The Organisation of Petroleum Exporting Countries (OPEC) has increase its projections on global oil consumption for 2021 based on impressive recovery in China which is the world’s largest importer of crude oil. 

That projection would impact oil price positively, probably pushing it pretty close to $50 per barrel during the year. That is good news for the federal government. But Nigerian consumers of imported refined petroleum products would have to pay more with rising crude oil price due to a weak naira and the deregulation of the downstream sector of the oil industry. With crude oil price possibly at $50 per barrel, the pump price of imported petrol would sail perilously close to N170 per liter. 

That single development would push up prices of goods and services as manufacturers and service providers transfer some of the higher cost of production to consumers. Inflation rate would rise proportionately. The suspended electricity tariff hike would soon come into force and escalate the cost of production and inflation rate as well. 

Besides, the federal government’s gargantuan budget deficit in the 2021 Appropriation Bill would mop up funds in the money market to fill its yawning budget deficit and inadvertently price private sector fund users out of the market by escalating the cost of funds and causing a spike in inflation rate. 

The gross domestic product (GDP) growth rate of 3 per cent for the 2021 Appropriation Bill is equally ambitious and ridiculously unattainable. The International Monetary Fund (IMF) expects Nigeria’s economy to inch up by a scant 0.7 per cent in 2021 after the calamitous four per cent contraction expected in 2020. 

That sounds more realistic than the false prophecies of the 2021 budget makers who see the IMF men as prophets of doom. Everything on ground points to very slow growth in 2021. In fact, the only prospect of employment during the year is the 774, 000 street sweeping jobs flaunted by the federal government. 

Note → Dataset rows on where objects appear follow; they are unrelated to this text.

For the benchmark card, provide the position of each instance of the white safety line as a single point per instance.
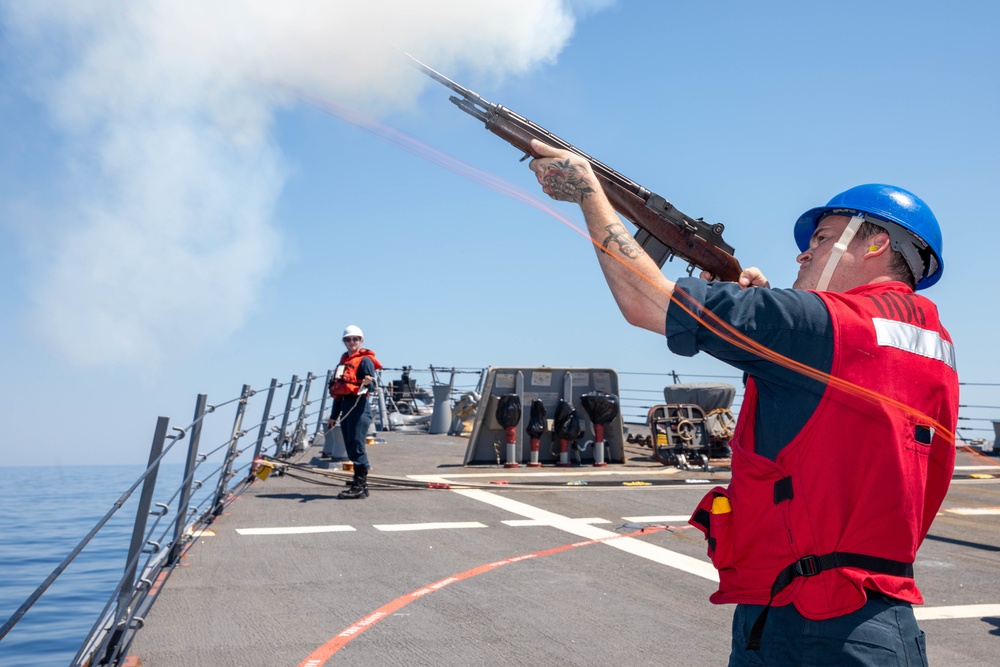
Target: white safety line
(395, 527)
(575, 527)
(659, 518)
(958, 611)
(518, 523)
(973, 511)
(294, 530)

Any other employment generating schemes would be shot down by dearth of funds and rioting insecurity. Even agriculture which dared the COVID-19 lockdown in the second quarter of 2020 and grew by a record 2.5 per cent might not perform the expected wonders as murderous Fulani herds men and the religious terrorists in the north-east make the farmlands more dangerous. 

The expected high cost of funds to be triggered by government massive invasion of the money market would reduce the economy’s employment generation potentials and hinder growth as well. 

As employment opportunities thin out, many would be frustrated into following the path of Solomon Okon. Police would have many suicide missioners to prosecute.